At SOF Week, U.S. special operators walked the floors in search of answers. Officials with U.S. Special Operations Command’s Tactical Information Systems told industry representatives they want help for two key programs. The first, the Satellite Deployable Node program, helps connect troops on the battlefield to space-based datalinks. 

The second, the Tactical Local Area Network program, aims to put the computing power of entire server racks into a more portable form, which could help operators in the field find unjammed frequencies to use.

“Both these programs are largely dependent on commercial-off-the-shelf equipment. Therefore, we’re at the mercy of you guys to make things smaller, lighter and faster,” said the first official. 

He might also have said “cooler and less power-hungry,” to hide them from enemy sensors.

One company already working with the broader international special operations community (but declined to say SOCOM specifically) is GoTenna, a mobile mesh network that uses radio to allow short, low-energy communications bursts for chat, messaging, and location. 

“One of the problems that we realized from discussions with this community was that those are high-energy signatures, particularly [satellite communications.] Starlink and Starshield [the military version of Starlink] are all high-energy systems,” said Chris Boyd, GoTenna’s Vice President of Product

The GoTenna unit, about the size of a sunglasses case, can connect satellite or cellular networks, allowing communications at vast distances at low power (at least from the perspective of the operator trying to remain invisible). Company officials offered a demonstration in which two users, some 532 miles apart, connected over a 7-kilohertz, 100-watt channel. The operator can also select or move around the spectrum to find empty channels and unused wavelengths. 

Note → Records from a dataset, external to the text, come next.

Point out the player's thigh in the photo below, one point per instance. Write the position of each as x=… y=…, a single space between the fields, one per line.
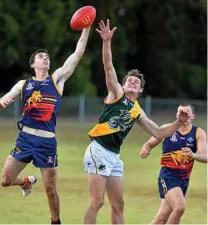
x=96 y=186
x=176 y=198
x=98 y=160
x=49 y=176
x=114 y=189
x=163 y=212
x=12 y=168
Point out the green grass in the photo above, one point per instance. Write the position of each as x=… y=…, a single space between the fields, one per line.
x=140 y=180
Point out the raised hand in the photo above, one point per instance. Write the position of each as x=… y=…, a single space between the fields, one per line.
x=183 y=116
x=105 y=32
x=144 y=153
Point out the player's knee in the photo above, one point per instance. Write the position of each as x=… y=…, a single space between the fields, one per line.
x=180 y=209
x=51 y=192
x=117 y=206
x=160 y=220
x=97 y=203
x=6 y=181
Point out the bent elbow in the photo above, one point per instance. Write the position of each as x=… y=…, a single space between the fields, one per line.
x=159 y=135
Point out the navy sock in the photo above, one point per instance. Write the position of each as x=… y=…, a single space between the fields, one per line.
x=58 y=221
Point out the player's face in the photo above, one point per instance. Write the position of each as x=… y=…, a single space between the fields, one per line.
x=132 y=85
x=42 y=61
x=189 y=110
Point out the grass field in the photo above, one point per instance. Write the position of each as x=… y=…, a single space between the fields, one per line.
x=141 y=195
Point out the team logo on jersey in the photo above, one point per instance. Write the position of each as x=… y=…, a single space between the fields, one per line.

Creative workarounds like that will be key to using high-energy satellite communications in a way that won’t get troops targeted. And SOCOM is eager to acquire more satellite communications. 

“We’re looking at many variants, looking for redundancy,” a second official said, adding that such satellites might fly in geostationary, medium-Earth, or low-Earth orbits.  “You’ll see some offerings in the next few months coming out…Gone are the days that we used to operate SATCOM from a fixed location. We are now extending that to a moving platform on the way to the objective, which is really changing the landscape of how we do communications.”

But SOCOM isn’t looking to use space for just communications. The command already has its own small satellite, called MISR, to collect signals intelligence, and it is looking to create more SOCOM-specific satellites. 

“This is really a demonstration of SOF-unique payloads to look at taking some of the systems from all the other [program management] shops and looking at how you would migrate those to space,” said the second official. 

Said Nagata, mastering low-earth-orbit satellite communications is crucial to U.S. military operations in the face of Russian electromagnetic interference. But perhaps the two most important things that the United States can do is simply innovate the way it acquires things and better incentivize the military to take more risks, he said. 

“The U.S. government, particularly its leadership—from senior military officers all the way to civilian policymakers–we have to be willing to take more risk in experimenting with, adopting and employing new technologies. We will invite failure along the way. But if you’re not willing to fail, you’re not going to succeed.”